The Jew of Rome opens with the death of Vespasian and the triumph of Josephus as a historian, when his bust is placed in the Temple of Peace. The narrative from this point deals mainly with his family affairs, his sentimental journey to Palestine and the ruins of Jerusalem, and his humiliation by Domitian. Each of these major situations is shrewdly chosen to illustrate his lifelong dilemma. ‘ With his heart he was for the Fatherland and stood shoulder to shoulder with his Jews; with his mind he was a citizen of the world and stood above them.’ His wives Mara and Dorion, his sons Paulus and Phineas, his friends Titus and Justus, dramatically represent the double pull; and the last scene of the novel, which is also the most powerful, points it with a horrible irony.
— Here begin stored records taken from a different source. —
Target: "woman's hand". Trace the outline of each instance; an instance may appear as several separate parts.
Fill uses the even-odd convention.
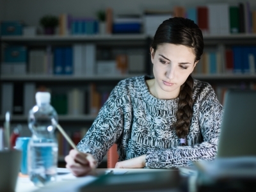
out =
[[[67,163],[66,168],[77,177],[88,174],[96,166],[96,161],[92,154],[82,153],[74,149],[69,152],[65,161]]]
[[[146,155],[124,161],[117,162],[115,168],[140,168],[145,166]]]

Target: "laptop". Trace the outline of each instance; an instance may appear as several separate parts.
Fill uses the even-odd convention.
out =
[[[256,91],[228,90],[218,157],[256,156]]]

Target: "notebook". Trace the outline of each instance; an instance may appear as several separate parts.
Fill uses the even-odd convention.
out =
[[[256,156],[256,91],[228,90],[218,157]]]

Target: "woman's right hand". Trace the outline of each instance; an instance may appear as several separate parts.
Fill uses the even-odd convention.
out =
[[[84,154],[72,149],[65,157],[66,168],[76,177],[88,175],[95,168],[96,161],[90,154]]]

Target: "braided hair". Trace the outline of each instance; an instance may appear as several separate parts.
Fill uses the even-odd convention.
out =
[[[200,60],[204,50],[202,31],[195,22],[188,19],[173,17],[165,20],[158,27],[151,47],[156,52],[157,45],[164,43],[182,45],[192,48],[195,56],[195,62]],[[189,75],[180,86],[178,109],[175,124],[176,134],[180,138],[182,145],[186,145],[193,115],[193,79]]]

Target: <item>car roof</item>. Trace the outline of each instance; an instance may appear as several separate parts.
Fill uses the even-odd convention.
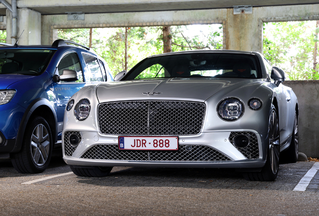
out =
[[[18,45],[15,44],[15,45],[8,44],[6,44],[0,43],[0,49],[8,49],[8,48],[39,48],[39,49],[50,49],[50,50],[57,50],[61,47],[73,47],[76,48],[86,50],[90,51],[92,53],[95,54],[95,52],[92,48],[88,48],[84,45],[78,44],[75,42],[65,40],[62,39],[58,39],[53,42],[52,45]]]
[[[158,54],[153,56],[151,56],[148,58],[153,58],[160,56],[166,56],[170,55],[180,54],[194,54],[194,53],[229,53],[229,54],[259,54],[258,52],[247,52],[247,51],[240,51],[231,50],[191,50],[186,51],[179,51],[177,52],[168,52],[163,54]]]

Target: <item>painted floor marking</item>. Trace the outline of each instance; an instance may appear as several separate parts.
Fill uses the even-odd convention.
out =
[[[32,184],[35,183],[35,182],[41,182],[41,181],[43,181],[43,180],[49,180],[49,179],[53,178],[57,178],[57,177],[60,177],[60,176],[67,176],[67,175],[70,174],[73,174],[73,172],[66,172],[66,173],[62,174],[57,174],[57,175],[51,176],[47,176],[47,177],[45,177],[45,178],[39,178],[39,179],[38,179],[38,180],[33,180],[32,181],[29,181],[29,182],[25,182],[21,183],[21,184]]]
[[[319,170],[319,162],[315,162],[312,165],[312,167],[309,170],[302,178],[300,180],[298,184],[293,189],[293,190],[305,191],[318,170]]]

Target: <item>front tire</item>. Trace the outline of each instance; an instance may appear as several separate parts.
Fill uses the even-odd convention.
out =
[[[28,124],[21,150],[10,154],[12,164],[20,173],[42,172],[50,163],[53,146],[49,124],[43,118],[36,116]]]
[[[244,178],[248,180],[273,181],[277,178],[279,170],[280,136],[279,121],[274,106],[271,106],[271,112],[268,124],[268,145],[265,166],[260,172],[244,174]]]
[[[87,166],[83,167],[70,165],[71,170],[80,177],[104,177],[108,175],[113,166]]]

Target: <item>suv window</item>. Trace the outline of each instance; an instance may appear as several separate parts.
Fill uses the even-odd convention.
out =
[[[103,76],[97,59],[90,56],[82,54],[88,70],[85,72],[85,80],[90,82],[102,82]]]
[[[0,74],[38,76],[45,70],[55,52],[43,49],[2,49]]]
[[[106,78],[106,72],[105,71],[105,68],[104,67],[104,64],[103,64],[103,62],[98,60],[99,63],[100,63],[100,66],[101,66],[101,69],[102,69],[102,74],[103,75],[103,78],[104,79],[104,81],[106,81],[107,78]]]
[[[61,75],[63,73],[63,70],[66,69],[75,70],[78,74],[78,80],[77,80],[68,82],[83,82],[83,76],[79,62],[79,58],[76,53],[68,54],[64,56],[60,61],[58,66],[59,75]],[[61,81],[61,82],[65,82],[65,81]]]

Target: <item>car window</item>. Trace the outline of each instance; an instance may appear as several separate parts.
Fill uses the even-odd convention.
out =
[[[271,69],[272,68],[272,66],[270,64],[270,63],[266,59],[266,58],[263,58],[264,61],[264,64],[265,64],[265,66],[266,67],[266,70],[267,70],[267,73],[269,74],[269,77],[270,76],[271,73]]]
[[[155,64],[147,68],[138,74],[135,79],[161,78],[169,76],[167,70],[160,64]]]
[[[260,78],[259,62],[253,54],[198,52],[148,58],[122,80],[174,77]]]
[[[63,74],[64,70],[75,70],[78,74],[78,80],[76,81],[71,82],[61,81],[61,82],[83,82],[83,73],[78,55],[76,52],[70,52],[66,54],[60,61],[58,66],[59,75]]]
[[[90,82],[102,82],[102,70],[97,59],[94,57],[83,54],[83,58],[88,71],[85,72],[85,80]]]
[[[105,67],[104,66],[104,64],[103,64],[103,62],[98,60],[99,63],[100,63],[100,66],[101,67],[101,69],[102,70],[102,74],[103,75],[103,78],[104,81],[106,81],[107,78],[106,78],[106,72],[105,71]]]
[[[55,51],[44,49],[2,49],[0,74],[38,76],[46,70]]]

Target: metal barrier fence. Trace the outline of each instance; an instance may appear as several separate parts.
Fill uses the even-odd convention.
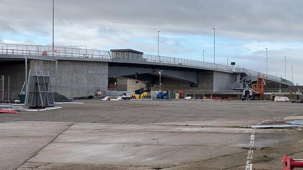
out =
[[[186,91],[185,93],[185,98],[191,97],[192,99],[194,100],[204,99],[204,93],[203,92]]]
[[[4,76],[0,77],[0,101],[4,100]]]
[[[233,67],[228,66],[203,62],[184,59],[180,59],[143,54],[139,57],[132,57],[128,53],[115,53],[108,51],[89,50],[68,47],[64,46],[54,46],[54,49],[50,46],[29,45],[0,43],[0,54],[31,55],[50,55],[58,57],[83,57],[115,60],[131,60],[153,63],[184,65],[206,68],[217,69],[246,73],[247,75],[256,76],[264,74],[267,79],[293,85],[291,81],[281,77],[248,70],[244,68]],[[114,55],[114,54],[115,55]]]

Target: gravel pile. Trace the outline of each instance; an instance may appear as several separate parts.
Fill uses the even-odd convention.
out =
[[[54,96],[54,100],[55,102],[70,102],[73,101],[65,96],[57,93],[53,93],[52,94]]]

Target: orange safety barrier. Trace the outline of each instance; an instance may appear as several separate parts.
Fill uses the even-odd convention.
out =
[[[261,79],[261,81],[259,80]],[[257,84],[252,85],[252,91],[260,94],[260,99],[262,99],[262,95],[264,93],[264,75],[257,75]]]
[[[20,112],[13,110],[0,110],[0,113],[19,113]]]

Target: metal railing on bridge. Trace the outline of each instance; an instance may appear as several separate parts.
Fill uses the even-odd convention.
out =
[[[102,51],[75,48],[64,46],[52,46],[49,45],[32,46],[29,45],[0,43],[0,54],[10,54],[49,55],[57,57],[82,57],[97,59],[107,59],[112,60],[121,60],[138,61],[164,63],[179,65],[194,66],[206,68],[216,69],[236,72],[243,72],[247,75],[256,76],[258,74],[264,74],[266,79],[269,79],[293,85],[290,81],[278,77],[255,72],[244,68],[233,67],[203,62],[184,59],[180,59],[158,56],[152,55],[143,54],[141,57],[128,56],[127,53],[123,54],[120,53],[118,54],[108,51]],[[115,55],[114,56],[114,54]]]

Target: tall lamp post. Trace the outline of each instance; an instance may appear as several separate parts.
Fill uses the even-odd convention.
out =
[[[158,57],[159,59],[159,61],[160,61],[160,56],[159,56],[159,33],[161,31],[158,31]]]
[[[214,29],[214,64],[215,64],[215,28],[213,28]],[[215,66],[214,65],[214,66]]]
[[[160,85],[160,87],[159,88],[159,90],[161,91],[161,86],[162,85],[162,84],[161,83],[161,76],[162,75],[162,70],[160,70],[159,71],[159,76],[160,76],[160,83],[159,85]]]
[[[285,80],[286,80],[286,56],[284,57],[285,57]]]
[[[292,82],[293,83],[293,76],[292,75],[292,69],[293,67],[292,66]]]
[[[280,75],[280,89],[279,89],[279,92],[281,93],[281,81],[282,80],[282,76]]]
[[[267,48],[266,48],[266,77],[267,77]]]
[[[54,56],[54,0],[52,0],[52,56]]]
[[[203,50],[203,62],[204,62],[204,52],[205,51],[205,50]]]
He is compelled to ‘bow under the yoke’ — to humble himself before the Romans and thus to win the execration of his own people — in order to save his people from further humiliation.
Those who remember Josephus will be glad to learn more about the Princess Berenice, John of Gishala, Justus of Tiberias, and, especially, that amusing actor, Demetrius Libanus. And, while this volume is more largely concerned with doctrinal disputes and political scheming and less with adventure and pageantry than the first, the backgrounds of Rome and Palestine are still painted with acrid humor and realistic power. But, concerned as it is with long views and world issues, it is much more a philosophic than a historical novel. The central figure, so paradoxical and yet wo transparent, — a noble, ridiculous, admirable, execrable Mr. Facizigboth-Ways, — is a truly superb creation.
The Son of Marietta is a leisurely but never dull portrayal of humble life in Todi, in Italy, during the second half of the eighteenth century, supplemented by scenes in the decadent Venice of that day. Anyone who loves Italy and the Umbrian hill towns will enjoy it. There is no doubt, I think, that it is much too long, and that the second half is greatly inferior to the first. The author’s talents seem to be idyllic rather than tragic. But as idyll, which deepens at times into intense pathos, the story of Marietta is very charming.
Her story in the most cursory view tells how Marietta, a foundling, after a childhood spent in a degraded inn and later in a rural convent, formed an infatuation for a worldly bishop, by whom she had a son and by whose advice she married a worthy young carpenter; and how her son, Benedetto, an attractive degenerate, after a wild boyhood and youth, was forced to flee from Todi to Venice because of his crimes and was there overtaken by retribution.
The greatest strength of the novel lies in its scenes of ordinary life among the poor. I do not remember ever to have read so faithful and understanding a description of the society of a provincial Italian city. Marietta herself might be called a symbol of her class, a woman living — like simple folk the world over — almost wholly on the plane of feeling, and differing from her neighbors chiefly in her beauty and sensitiveness. Her son, demoralized by his mixed spiritual inheritance and the dubiousness of his social position, spoiled by his mother and gifted with some genius, goes quickly to the dogs. The account of his final months in Venice, where he moves like a man pursued by a devil, too often touches melodrama and the city seems nightmarish. The author was perhaps interested in pointing the contrast between Todi, the unchanging, and Venice, rotting at the core; between the world-old and earthy joys and sorrows of the people and the phosphorescent decay of a city society; but his abilities are best engaged in describing Marietta’s life in the convent and the bishop’s palace. These scenes are wholly appealing, while the account of her illness in a hospital in Rome is the most moving of all.
The lovely undulating country, with its strange hills and valleys haunted by an immemorial past, such as one sees best perhaps from the parapet at Perugia, and its lovable people, so shrewd and yet so childlike, happy in their stony rookeries and chattering in their bare piazzas, these are caught so unerringly that one hesitates to call this a historical novel at all. It is rather a realistic novel, dated a hundred and fifty years ago.